DHCP/Wireless

All,

I'm looking for a bit of advise here. My network consists of Server
2003 handing out DHCP addresses to clients within my network. I also
have a netgear wireless router serving my wireless clients howerver the
DHCP address comes from my Server 2003 dhcp server.

My problem: I have my wireless network not broadcasting the SSID, MAC
addresses for the wirless cards assigned and 128 bit WEP keys. I'm
really tired of the poor performance when copying data to/from wireless
clients to servers. I've read a few topics on the internet that have
claimed that wep encryption can decrease performance by 50% over
wireless.

Is it possible to handle my wlan a little bit different? Maybe turn wep
off and turn VPN encryption on with server 2003?

I'm open to any ideas here.
JJ
(E-Mail Removed) <-remove nospam

"merc" <(E-Mail Removed)> wrote in news:1105926452.772974.310950
@z14g2000cwz.googlegroups.com:

> All,
>
> I'm looking for a bit of advise here. My network consists of Server
> 2003 handing out DHCP addresses to clients within my network. I also
> have a netgear wireless router serving my wireless clients howerver the
> DHCP address comes from my Server 2003 dhcp server.
>
> My problem: I have my wireless network not broadcasting the SSID, MAC
> addresses for the wirless cards assigned and 128 bit WEP keys. I'm
> really tired of the poor performance when copying data to/from wireless
> clients to servers.

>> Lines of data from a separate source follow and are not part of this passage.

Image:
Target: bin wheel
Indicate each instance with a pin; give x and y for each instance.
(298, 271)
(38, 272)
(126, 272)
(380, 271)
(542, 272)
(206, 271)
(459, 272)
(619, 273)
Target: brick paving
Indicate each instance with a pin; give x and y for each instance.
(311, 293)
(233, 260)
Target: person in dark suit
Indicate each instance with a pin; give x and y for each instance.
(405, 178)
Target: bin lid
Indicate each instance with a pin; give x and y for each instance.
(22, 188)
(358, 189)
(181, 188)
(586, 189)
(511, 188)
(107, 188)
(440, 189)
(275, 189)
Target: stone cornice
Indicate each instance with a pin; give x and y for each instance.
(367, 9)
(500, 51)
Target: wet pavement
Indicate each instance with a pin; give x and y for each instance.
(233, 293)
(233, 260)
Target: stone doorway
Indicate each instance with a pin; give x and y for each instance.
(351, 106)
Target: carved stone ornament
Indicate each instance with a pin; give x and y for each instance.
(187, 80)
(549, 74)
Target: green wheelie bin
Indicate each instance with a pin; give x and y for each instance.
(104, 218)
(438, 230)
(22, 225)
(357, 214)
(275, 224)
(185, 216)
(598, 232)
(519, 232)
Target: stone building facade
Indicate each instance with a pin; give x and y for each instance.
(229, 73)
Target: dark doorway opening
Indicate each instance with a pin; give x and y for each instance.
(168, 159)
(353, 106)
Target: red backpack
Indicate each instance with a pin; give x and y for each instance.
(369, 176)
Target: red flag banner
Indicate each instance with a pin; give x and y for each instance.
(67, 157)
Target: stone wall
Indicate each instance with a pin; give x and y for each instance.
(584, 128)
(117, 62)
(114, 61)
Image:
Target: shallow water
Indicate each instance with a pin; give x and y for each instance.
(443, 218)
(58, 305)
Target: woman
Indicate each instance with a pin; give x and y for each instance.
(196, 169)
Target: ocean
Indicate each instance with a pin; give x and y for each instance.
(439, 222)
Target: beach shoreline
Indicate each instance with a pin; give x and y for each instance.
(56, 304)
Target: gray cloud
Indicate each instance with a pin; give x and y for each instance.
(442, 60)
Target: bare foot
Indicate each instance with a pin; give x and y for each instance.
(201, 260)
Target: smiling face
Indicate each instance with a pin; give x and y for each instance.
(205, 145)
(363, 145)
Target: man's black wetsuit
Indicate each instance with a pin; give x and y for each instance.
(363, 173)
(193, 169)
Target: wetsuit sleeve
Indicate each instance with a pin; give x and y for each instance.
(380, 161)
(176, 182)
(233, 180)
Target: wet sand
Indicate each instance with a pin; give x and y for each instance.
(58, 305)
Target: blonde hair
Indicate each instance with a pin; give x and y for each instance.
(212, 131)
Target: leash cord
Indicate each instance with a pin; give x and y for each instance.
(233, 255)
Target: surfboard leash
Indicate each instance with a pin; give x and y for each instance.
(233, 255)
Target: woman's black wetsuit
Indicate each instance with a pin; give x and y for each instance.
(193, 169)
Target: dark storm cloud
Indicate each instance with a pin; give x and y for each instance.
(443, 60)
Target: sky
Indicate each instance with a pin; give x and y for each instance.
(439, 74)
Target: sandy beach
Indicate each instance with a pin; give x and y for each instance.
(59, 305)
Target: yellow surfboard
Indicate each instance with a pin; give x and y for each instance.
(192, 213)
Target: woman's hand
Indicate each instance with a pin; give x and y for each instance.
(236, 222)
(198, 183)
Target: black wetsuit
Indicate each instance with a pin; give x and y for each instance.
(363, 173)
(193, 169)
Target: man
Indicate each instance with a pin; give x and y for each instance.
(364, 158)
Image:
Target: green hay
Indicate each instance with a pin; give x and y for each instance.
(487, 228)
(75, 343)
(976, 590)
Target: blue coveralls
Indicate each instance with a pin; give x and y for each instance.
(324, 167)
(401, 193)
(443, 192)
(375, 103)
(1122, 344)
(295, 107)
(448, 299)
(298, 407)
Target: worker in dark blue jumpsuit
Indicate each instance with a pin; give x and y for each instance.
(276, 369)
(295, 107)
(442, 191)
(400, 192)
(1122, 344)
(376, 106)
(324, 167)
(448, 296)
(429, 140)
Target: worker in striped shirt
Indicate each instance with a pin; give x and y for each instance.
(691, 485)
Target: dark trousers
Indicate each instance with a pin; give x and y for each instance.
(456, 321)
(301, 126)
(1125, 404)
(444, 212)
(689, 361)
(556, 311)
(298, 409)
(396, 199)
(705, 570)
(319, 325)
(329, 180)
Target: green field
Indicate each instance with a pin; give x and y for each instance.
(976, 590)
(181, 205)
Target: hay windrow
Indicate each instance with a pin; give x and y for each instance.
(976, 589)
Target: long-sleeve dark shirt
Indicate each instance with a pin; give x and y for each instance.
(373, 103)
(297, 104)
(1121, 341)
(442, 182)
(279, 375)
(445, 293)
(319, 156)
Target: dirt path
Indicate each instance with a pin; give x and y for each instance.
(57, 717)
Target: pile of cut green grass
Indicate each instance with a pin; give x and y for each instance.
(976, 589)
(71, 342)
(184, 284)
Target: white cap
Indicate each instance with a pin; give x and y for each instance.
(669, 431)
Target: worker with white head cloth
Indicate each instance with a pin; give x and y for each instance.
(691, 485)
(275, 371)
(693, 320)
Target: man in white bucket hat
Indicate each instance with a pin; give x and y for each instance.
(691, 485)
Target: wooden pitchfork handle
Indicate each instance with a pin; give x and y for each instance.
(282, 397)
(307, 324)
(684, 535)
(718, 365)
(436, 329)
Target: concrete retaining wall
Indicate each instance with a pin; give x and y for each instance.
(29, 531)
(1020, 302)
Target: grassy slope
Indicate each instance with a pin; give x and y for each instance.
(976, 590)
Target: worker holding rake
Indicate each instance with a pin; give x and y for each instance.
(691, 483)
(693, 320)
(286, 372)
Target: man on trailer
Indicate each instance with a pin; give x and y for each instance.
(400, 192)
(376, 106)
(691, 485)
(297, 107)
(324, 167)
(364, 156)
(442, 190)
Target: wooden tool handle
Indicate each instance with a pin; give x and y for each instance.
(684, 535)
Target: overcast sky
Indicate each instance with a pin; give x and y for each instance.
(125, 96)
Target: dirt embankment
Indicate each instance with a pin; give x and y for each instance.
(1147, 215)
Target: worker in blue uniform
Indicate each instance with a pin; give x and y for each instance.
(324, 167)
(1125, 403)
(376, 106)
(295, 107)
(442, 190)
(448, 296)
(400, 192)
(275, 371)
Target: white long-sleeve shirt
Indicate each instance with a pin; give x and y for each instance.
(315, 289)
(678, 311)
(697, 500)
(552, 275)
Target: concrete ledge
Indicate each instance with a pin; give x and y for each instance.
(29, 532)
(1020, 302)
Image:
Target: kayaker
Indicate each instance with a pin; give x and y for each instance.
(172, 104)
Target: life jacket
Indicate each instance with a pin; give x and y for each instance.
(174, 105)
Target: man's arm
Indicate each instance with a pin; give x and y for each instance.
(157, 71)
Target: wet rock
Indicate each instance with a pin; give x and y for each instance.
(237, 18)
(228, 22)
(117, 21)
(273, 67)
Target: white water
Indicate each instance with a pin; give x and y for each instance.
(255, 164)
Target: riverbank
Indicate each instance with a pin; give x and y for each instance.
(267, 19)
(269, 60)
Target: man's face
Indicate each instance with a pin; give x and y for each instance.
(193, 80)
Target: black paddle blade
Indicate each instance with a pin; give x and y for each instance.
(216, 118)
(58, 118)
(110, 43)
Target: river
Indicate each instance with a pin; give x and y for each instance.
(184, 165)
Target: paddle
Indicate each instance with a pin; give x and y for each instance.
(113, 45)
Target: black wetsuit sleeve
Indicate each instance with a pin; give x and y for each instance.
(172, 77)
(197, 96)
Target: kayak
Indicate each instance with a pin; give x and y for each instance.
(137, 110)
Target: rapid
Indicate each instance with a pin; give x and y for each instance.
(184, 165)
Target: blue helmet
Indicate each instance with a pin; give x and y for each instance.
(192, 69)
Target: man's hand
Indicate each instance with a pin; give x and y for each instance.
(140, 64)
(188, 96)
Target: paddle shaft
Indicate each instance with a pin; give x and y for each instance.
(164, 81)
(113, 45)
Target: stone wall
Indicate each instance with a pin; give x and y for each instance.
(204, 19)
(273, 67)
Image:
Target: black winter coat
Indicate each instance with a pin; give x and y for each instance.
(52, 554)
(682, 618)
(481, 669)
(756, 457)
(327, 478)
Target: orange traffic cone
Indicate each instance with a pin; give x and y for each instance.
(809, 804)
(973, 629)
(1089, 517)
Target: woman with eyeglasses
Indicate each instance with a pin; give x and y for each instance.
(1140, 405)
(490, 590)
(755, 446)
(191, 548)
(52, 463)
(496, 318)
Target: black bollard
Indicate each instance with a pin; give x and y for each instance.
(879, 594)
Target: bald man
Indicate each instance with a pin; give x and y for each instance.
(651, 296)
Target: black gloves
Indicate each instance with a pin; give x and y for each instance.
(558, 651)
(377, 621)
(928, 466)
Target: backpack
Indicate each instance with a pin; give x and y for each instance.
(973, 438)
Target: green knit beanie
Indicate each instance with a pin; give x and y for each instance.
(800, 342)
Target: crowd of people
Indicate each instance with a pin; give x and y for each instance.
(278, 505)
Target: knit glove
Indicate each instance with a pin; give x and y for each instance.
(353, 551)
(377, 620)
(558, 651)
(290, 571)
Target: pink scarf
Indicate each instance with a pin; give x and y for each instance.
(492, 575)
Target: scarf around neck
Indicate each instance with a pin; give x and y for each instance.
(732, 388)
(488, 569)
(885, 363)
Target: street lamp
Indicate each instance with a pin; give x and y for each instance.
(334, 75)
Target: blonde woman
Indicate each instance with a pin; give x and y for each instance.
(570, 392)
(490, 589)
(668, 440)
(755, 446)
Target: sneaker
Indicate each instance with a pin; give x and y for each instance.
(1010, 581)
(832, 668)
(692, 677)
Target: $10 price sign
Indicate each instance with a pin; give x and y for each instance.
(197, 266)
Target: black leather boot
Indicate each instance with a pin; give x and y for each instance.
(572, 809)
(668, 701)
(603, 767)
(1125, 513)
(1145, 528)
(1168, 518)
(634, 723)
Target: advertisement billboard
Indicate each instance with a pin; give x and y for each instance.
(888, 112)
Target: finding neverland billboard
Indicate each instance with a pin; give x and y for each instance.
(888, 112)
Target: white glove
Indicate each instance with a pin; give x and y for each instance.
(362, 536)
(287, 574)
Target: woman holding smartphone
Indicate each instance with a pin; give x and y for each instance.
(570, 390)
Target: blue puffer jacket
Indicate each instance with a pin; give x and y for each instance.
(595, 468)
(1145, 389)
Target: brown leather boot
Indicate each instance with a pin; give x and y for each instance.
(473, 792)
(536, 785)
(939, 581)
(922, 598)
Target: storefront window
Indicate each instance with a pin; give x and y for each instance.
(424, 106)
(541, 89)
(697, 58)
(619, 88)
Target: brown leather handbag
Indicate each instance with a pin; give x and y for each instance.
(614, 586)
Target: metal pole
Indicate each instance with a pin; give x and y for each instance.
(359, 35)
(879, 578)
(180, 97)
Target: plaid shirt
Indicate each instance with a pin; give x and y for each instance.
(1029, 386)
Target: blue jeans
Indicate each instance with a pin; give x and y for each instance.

I've read a few topics on the internet that have
> claimed that wep encryption can decrease performance by 50% over
> wireless.
>
> Is it possible to handle my wlan a little bit different? Maybe turn wep
> off and turn VPN encryption on with server 2003?
>

Well a VPN connection between client and the server machine is another
encryption method of the traffic and prevents eavesdropping on the TCP/IP
connection just like WEP for the air waves. WEP does slow the traffic down
on copying of data files along with wireless in general. A VPN connection
would be OK to replace WEP. IPsec is on the Win 2K3 server and Win2K, XP
Pro and Home workstations and can be used over wireless. Now, how much
using IPsec is going to speed up things is another story.

Duane

Hey Duane,

Anything better than my 3.5mb (on a 11/54/108 wireless) transfer rate
would be great. As I have a basic admin knowledge on Server 2K3, could
you give me an idea what I would have to do on the network side?

I've already got DHCP enabled and Remote Routing enabled for VPN
access. Is there a way I can tell my DHCP server to not hand out IP
addresses unless they are authenticated?

JJ

"merc" <(E-Mail Removed)> wrote in news:1106014170.522853.26160
@z14g2000cwz.googlegroups.com:

> Hey Duane,
>
> Anything better than my 3.5mb (on a 11/54/108 wireless) transfer rate
> would be great. As I have a basic admin knowledge on Server 2K3, could
> you give me an idea what I would have to do on the network side?

That's going to have to come from someone with more experience than I.
There are a couple of Top Guns floating in the NG on the Admin knowledge.
Maybe, they will step in here.

http://tinyurl.com/48k3m
http://tinyurl.com/5orwy
http://tinyurl.com/1mls

The links will give you some help as IPsec is very powerful tool.

You should be able to find articles on Google and Dogpile.com on how to
enable and setup IPsec for VPN on the Win 2k3 Server and the client
machines such as those that have been discussed.

>
> I've already got DHCP enabled and Remote Routing enabled for VPN
> access. Is there a way I can tell my DHCP server to not hand out IP
> addresses unless they are authenticated?
>
> JJ
>
>

Sorry, I don't know about issuing DHCP IP(s) to authenticated users,
except for the possibility of a Domain controller in the picture. I do
know that you can implement the Authenticated User Group account on a NT
based O/S share using NTFS. That would mean you remove all accounts from
the share and apply the Authenticated Group account on the share with the
appropriate permissions and only Authenticated users can access the
share. What you could also do is remove the Everyone or Guest account off
all folders/directories on NTFS so that they cannot be compromised by
someone using the account.

You should look into securing the Win 2k3 O/S from attack like securing
the file system, registry, and other things from attack etc. The buck
stops at the O/S. There should be plenty of articles out on Google or
Dogpile.com.

Duane

On 16 Jan 2005 17:47:32 -0800, "merc" <(E-Mail Removed)> wrote:

<snip>

>My problem: I have my wireless network not broadcasting the SSID, MAC

<snip>

so any poor bastard near you unfortunate enough to pick the same channel won't
be able to figure out where the interference is coming from?

Anyone who _wants_ to see your SSID can do so, broadcasting or not.